Für die zukünftige Entwicklung der Gewerbe- und Wissenschaftsflächen werden im Rahmen des Konzeptes folgende Empfehlungen ausgesprochen:

  • Der Flächenbedarf ist vorrangig durch den Erhalt und die Sicherung der vorhanden­en gewerblichen Flächen einschließlich der derzeit nicht verfügbaren Flächen und der Sonderbauflächen Forschung und Lehre zu sichern. Dazu zählt, für die bereits vor­gesehenen Flächen zügig Planungsrecht zu schaffen, um eine gewerbliche Nutzung zu ermöglichen. Für die FNP-Vorbehaltsflächen Isserstedt 1 und Östlich der Landesärzte­kammer sind Bauleitplanungen einzuleiten.
  • Bestehende Flächen mit Neuordnungs- und Umstrukturierungsbedarfen sind ver­tiefend zu analysieren und eine Verdichtung und Optimierung der Flächen anzustreben. Dazu zählen der Gewerbestandort Löbstedt-Ost, das Gewerbegebiet Unteraue, der Standort Am Reifsteine und das Gewerbegebiet Göschwitz.
  • Flächenpotenziale können durch die Revitalisierung derzeit oder künftig nicht (mehr) genutzter Gewerbeflächen mobilisiert werden. Dies betrifft die Standorte der TEAG und den aktuellen Sitz der Carl Zeiss AG im Bau 6/70 (nach erfolgtem Umzug).

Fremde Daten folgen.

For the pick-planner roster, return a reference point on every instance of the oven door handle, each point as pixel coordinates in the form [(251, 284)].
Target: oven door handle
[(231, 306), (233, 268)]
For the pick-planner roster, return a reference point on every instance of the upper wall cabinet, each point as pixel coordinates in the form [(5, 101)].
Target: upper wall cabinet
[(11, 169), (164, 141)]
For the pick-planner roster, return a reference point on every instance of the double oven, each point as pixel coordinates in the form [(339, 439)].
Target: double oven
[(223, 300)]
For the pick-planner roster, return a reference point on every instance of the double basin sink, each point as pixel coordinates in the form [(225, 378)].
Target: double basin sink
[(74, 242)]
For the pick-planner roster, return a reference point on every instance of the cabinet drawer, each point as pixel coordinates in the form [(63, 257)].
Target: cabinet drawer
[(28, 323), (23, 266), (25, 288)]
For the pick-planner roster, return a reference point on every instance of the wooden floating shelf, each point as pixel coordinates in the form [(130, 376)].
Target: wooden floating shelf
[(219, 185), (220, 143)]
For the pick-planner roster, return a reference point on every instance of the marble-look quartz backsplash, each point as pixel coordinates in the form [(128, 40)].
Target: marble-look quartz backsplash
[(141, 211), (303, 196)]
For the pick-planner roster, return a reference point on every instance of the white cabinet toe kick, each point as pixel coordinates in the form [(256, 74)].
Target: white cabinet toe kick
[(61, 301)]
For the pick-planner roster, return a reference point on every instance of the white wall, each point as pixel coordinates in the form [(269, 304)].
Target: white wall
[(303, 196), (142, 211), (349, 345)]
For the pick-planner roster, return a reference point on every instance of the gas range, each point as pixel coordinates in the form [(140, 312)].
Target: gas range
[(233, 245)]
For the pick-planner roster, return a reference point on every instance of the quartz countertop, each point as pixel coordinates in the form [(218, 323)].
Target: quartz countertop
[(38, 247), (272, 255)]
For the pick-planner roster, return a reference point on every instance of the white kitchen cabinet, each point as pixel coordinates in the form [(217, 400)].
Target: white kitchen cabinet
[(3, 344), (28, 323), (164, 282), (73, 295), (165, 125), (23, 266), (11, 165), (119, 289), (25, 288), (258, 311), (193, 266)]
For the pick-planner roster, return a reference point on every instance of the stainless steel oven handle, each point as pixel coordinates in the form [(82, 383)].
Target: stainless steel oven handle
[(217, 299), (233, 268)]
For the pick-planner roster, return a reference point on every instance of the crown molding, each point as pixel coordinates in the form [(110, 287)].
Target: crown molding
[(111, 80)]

  • Darüber hinaus können zusätzliche Gewerbeflächen im zukünftigen FNP in einem Umfang von bis zu 8 Hektar neu ausgewiesen werden. Diese können den Gewerbe­bestand nach deren Mobilisierung punktuell ergänzen. Hierzu zählen die als kleinteiligen Arrondierungsflächen Saalepark III, Erweiterung Burgau und die Bahnflächen Göschwitz (nach Freistellung durch die Deutsche Bahn AG).
  • Hinzu kommen die Entwicklung der interkommunalen Gewerbefläche zusammen mit der Gemeinde Rothenstein und eine darüber hinausgehende vertiefte interkommunale Zusammenarbeit mit angrenzenden Gemeinden und Landkreisen.
  • Mit Blick auf die Flächenreserven der Universitätsstandorte und die angestoßenen Kon­zentrationsprozesse sowie die noch vorhandenen, planungsrechtlich gesicherten Flä­chenpotenziale für Wissenschaftsansiedlungen („Im Hahnengrunde” und Erweiterungs­fläche Seidelstraße), lässt sich ohne konkrete Ansiedlungsanfragen kein Bedarf an zusätzlichen Sonderbauflächen ableiten. Die vorhandenen Flächen sind daher aus derzeitiger Sicht ausreichend. Sollten darüber hinaus weitere Flächen benötigt werden, so ist die Ansiedlung von Forschungseinrichtungen auch auf gewerblichen oder gemisch­ten Bauflächen oder in Kerngebieten möglich. Hierfür wurde eine Flexibilitätsreserve vorgesehen, also eine Zusammenstellung von Standorten, auf denen eine flexible Mischung aus gewerblichen und wissenschaftlichen Nutzungen möglich ist (TEAG-Fläche, Bau 6/70 und An der Saalbahn).